SARS-CoV-2 is the virus that causes COVID-19 disease. The virus reproduces by expressing long chains of proteins that the protease enzyme must cut into smaller pieces.

“Protease is indispensable to the life cycle of the virus. The protein is shaped like a Valentine’s heart, but it really is the heart of the virus that allows it to replicate and spread. If it inhibits protease and stops the heart, the virus it cannot produce the proteins that are essential for its replication. That is why protease is considered such an important drug target, “said Andrey Kovalevsky, corresponding author of ORNL. Although the structure is known from cryogenically preserved crystals, “this is the first time that the structure of this enzyme has been measured at room temperature, which is significant because it is close to the physiological temperature where cells operate.”

Building a complete model of the protein structure requires identifying each element within the structure and how they are organized. X-rays are ideal for detecting heavy elements such as carbon, nitrogen, and oxygen atoms. Due to the intensity of X-ray rays in most large-scale synchrotron facilities, biological samples generally must be cryogenically frozen at around 100 K, or approximately minus 280 degrees Fahrenheit, to withstand radiation long enough to the data is collected.

To extend the lifespan of crystallized protein samples and measure them at room temperature, ORNL researchers grew the crystals larger than necessary for cryo synchrotron studies and used an internal X-ray machine that has a less intense beam.

“Protein crystal cultivation and data collection is a tedious and time consuming process. In the time it usually takes to prepare and send the sample to a synchrotron, we were able to cultivate the crystals, take measurements, and start analyzing the data.” said Daniel Kneller of ORNL, the study’s first author. “And when there is a pandemic with many scientists mobilizing to study this problem, there is no day off.”

The protease enzyme consists of chains of amino acids with a repeating pattern of nitrogen-carbon-carbon atoms that make up the protein’s backbone. The side groups of the amino acid building blocks, or “residues,” extend from each of the central central carbon atoms. The enzyme folds into a specific three-dimensional shape, creating special pockets where a drug molecule would bind.

The study revealed significant structural disparities between the orientations of the spine and some of the residues in cryogenic samples at room temperature. Research suggests that freezing crystals may introduce structural artifacts that could result in a less accurate understanding of the protease structure.

The team’s results are shared with researchers, led by ORNL-University of Tennessee Governor President Jeremy Smith, who are conducting drug docking simulations using Summit at ORNL, the nation’s fastest supercomputer.

“What the researchers are doing at Summit is taking known drug compounds and trying to computationally bind them to the main protease for drug reuse, as well as looking for new clues in other possible drug candidates,” said corresponding ORNL author Leighton Coates. . “Our room temperature data is being used to build a more accurate model for those simulations and to improve drug design activities.”

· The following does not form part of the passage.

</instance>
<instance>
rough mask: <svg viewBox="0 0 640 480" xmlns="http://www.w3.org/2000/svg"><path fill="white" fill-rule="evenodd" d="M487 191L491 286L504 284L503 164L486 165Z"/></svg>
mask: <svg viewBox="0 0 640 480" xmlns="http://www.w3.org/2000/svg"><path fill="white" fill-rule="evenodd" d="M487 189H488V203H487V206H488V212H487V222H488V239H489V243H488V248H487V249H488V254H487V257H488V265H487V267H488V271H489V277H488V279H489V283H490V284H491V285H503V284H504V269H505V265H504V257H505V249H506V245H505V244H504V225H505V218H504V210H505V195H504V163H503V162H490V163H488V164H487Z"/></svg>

The researchers’ next step in completing the 3-D model of the main SARS-CoV-2 protease is to use neutron scattering in the ORNL High-Flow Isotope Reactor and Spallation Neutron Source. Neutrons are essential for locating hydrogen atoms, which play a critical role in many of the catalytic functions and drug design efforts.

The DNA from the protease plasmid used to make the enzyme was provided by the Argonne Center for Structural Biology at the Advanced Photon Source. The crystallization of the proteins used in the X-ray scattering experiments was carried out at the ORNL Center for Structural and Molecular Biology.